Causal relationships between lipid and glycemic levels in an Indian population: A bidirectional Mendelian randomization approach.

Background: Dyslipidemia and abnormal glycemic traits are leading causes of morbidity and mortality. Although the association between the two traits is well established, there still exists a gap in the evidence for the direction of causality.

Objective: This study aimed to examine the direction of the causal relationship between lipids and glycemic traits in an Indian population using bidirectional Mendelian randomization (BMR).

Methods: The BMR analysis was conducted on 4900 individuals (2450 sib-pairs) from the Indian Migration Study. Instrument variables were generated for each lipid and glycemic trait (fasting insulin, fasting glucose, HOMA-IR, HOMA-β, LDL-cholesterol, HDL-cholesterol, total cholesterol and triglycerides) to examine the causal relationship by applying two-stage least squares (2SLS) regression in both directions.

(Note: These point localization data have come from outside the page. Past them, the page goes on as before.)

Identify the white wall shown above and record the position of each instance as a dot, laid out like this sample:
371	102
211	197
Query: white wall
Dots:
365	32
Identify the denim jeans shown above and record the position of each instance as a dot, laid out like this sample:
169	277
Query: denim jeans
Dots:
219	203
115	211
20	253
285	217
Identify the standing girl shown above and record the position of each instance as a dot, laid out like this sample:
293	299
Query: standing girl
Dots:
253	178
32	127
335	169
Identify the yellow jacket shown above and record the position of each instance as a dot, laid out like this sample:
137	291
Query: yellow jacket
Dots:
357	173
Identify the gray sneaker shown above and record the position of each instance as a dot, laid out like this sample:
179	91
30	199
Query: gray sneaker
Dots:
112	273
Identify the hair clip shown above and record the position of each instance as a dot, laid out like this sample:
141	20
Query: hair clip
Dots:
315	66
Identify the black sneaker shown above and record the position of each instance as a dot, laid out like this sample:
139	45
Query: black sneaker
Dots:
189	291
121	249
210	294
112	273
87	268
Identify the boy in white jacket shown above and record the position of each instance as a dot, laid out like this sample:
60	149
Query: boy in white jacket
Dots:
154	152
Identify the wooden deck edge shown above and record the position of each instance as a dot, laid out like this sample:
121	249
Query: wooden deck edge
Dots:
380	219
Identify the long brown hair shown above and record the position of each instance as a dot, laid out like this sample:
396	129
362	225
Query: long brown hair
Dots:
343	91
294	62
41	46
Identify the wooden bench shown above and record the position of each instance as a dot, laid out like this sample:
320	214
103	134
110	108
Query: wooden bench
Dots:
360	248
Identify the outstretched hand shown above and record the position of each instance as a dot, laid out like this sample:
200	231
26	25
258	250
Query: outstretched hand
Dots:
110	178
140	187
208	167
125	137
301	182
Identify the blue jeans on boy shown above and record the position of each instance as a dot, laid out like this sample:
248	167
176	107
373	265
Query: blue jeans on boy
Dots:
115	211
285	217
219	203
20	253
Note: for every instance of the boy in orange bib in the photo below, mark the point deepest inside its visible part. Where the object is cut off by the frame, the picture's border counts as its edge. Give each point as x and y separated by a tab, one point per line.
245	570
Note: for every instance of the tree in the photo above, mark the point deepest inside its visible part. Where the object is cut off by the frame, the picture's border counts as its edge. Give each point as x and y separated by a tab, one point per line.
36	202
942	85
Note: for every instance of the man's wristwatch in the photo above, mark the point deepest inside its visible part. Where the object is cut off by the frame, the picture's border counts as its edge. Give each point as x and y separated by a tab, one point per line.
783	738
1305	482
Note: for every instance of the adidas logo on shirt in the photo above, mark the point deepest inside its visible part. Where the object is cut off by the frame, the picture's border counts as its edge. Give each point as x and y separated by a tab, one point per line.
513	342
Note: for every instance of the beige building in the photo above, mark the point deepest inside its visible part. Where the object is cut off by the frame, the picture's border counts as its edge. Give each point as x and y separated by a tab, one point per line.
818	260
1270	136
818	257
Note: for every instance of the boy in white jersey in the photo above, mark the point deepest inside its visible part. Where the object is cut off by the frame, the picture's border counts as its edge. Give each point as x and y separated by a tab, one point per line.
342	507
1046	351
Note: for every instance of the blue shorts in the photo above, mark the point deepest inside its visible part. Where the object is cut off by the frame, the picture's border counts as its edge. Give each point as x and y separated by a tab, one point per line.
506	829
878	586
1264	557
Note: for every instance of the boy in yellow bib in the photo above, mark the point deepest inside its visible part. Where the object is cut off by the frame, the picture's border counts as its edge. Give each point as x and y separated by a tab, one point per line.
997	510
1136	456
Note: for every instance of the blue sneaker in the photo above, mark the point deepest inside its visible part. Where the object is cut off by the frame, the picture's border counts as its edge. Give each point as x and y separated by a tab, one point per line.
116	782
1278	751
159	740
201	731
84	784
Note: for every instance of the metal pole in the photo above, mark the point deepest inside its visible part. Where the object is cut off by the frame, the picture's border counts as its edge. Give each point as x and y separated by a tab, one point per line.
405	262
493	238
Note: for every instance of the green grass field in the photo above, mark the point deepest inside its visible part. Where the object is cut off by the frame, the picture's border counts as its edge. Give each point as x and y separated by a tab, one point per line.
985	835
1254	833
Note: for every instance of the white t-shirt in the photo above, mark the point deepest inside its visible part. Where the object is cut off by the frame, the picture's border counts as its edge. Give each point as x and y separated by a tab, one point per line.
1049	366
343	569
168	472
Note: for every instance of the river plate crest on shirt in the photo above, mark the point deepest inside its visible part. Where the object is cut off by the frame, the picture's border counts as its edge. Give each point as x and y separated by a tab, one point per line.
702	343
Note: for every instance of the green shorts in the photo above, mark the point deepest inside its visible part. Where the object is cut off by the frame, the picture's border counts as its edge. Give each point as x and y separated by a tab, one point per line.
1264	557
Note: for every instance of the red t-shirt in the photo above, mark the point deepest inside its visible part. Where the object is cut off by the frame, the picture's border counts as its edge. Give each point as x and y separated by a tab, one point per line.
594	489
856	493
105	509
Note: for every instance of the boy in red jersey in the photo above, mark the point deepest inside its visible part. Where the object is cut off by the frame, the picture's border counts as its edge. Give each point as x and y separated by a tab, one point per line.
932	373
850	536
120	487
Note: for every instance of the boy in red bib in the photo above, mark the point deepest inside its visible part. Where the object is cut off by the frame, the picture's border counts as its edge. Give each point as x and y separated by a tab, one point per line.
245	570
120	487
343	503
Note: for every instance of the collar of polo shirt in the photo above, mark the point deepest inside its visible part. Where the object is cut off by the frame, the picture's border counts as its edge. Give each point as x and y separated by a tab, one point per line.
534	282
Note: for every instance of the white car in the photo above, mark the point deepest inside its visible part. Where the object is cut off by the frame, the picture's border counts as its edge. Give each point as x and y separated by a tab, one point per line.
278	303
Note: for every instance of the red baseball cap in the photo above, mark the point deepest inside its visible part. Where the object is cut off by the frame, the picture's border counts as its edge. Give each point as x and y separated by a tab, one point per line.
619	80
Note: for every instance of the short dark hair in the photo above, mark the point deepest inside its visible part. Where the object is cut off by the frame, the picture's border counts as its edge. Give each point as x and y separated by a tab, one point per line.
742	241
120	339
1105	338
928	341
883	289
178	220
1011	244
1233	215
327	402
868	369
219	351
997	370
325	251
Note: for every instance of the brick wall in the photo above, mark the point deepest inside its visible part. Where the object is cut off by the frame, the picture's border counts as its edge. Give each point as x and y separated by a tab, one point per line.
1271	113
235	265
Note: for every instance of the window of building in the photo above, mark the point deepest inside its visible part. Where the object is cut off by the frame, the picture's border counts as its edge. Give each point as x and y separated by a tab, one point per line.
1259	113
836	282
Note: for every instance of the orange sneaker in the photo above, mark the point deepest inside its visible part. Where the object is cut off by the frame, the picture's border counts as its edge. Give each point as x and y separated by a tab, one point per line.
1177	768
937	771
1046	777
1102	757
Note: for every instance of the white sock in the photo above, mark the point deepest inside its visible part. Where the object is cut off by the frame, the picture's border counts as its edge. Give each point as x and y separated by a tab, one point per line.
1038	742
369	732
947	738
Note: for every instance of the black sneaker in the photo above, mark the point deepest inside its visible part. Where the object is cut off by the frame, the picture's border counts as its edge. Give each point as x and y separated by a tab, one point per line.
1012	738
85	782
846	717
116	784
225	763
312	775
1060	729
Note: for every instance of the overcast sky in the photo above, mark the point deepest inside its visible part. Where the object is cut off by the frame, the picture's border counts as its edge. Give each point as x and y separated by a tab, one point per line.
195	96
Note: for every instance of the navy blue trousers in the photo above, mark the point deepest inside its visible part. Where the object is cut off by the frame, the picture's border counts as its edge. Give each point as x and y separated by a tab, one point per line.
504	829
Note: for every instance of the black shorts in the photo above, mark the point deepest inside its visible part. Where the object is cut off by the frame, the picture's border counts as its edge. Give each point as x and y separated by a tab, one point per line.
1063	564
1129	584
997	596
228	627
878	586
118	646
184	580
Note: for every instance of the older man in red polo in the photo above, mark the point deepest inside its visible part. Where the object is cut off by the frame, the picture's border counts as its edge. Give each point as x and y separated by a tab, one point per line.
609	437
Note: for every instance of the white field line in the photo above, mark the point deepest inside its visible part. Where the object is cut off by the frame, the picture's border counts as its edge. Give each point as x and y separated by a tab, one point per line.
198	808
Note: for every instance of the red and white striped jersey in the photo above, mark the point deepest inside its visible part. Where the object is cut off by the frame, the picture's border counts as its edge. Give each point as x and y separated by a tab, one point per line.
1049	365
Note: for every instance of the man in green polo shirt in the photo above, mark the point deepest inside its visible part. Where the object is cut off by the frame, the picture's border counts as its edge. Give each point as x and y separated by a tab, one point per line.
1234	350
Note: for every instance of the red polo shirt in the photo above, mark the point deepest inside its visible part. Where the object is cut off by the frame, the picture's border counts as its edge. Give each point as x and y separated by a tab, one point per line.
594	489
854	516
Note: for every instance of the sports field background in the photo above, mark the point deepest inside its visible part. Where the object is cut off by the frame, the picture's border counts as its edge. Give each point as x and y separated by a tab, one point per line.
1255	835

Results: Lipid and glycemic traits were found to be associated observationally, however, results from 2SLS showed that only triglycerides, defined by weighted genetic risk score (wGRS) of 3 SNPs (rs662799 at APOAV, rs780094 at GCKR and rs4420638 at APOE/C1/C4), were observed to be causally effecting 1.15% variation in HOMA-IR (SE = 0.22, P = 0.010), 1.53% in HOMA- β (SE = 0.21, P = 0.001) and 1.18% in fasting insulin (SE = 0.23, P = 0.009). No evidence for a causal effect was observed in the reverse direction or between any other lipid and glycemic traits.

Conclusion: The study findings suggest that triglycerides may causally impact various glycemic traits. However, the findings need to be replicated in larger studies.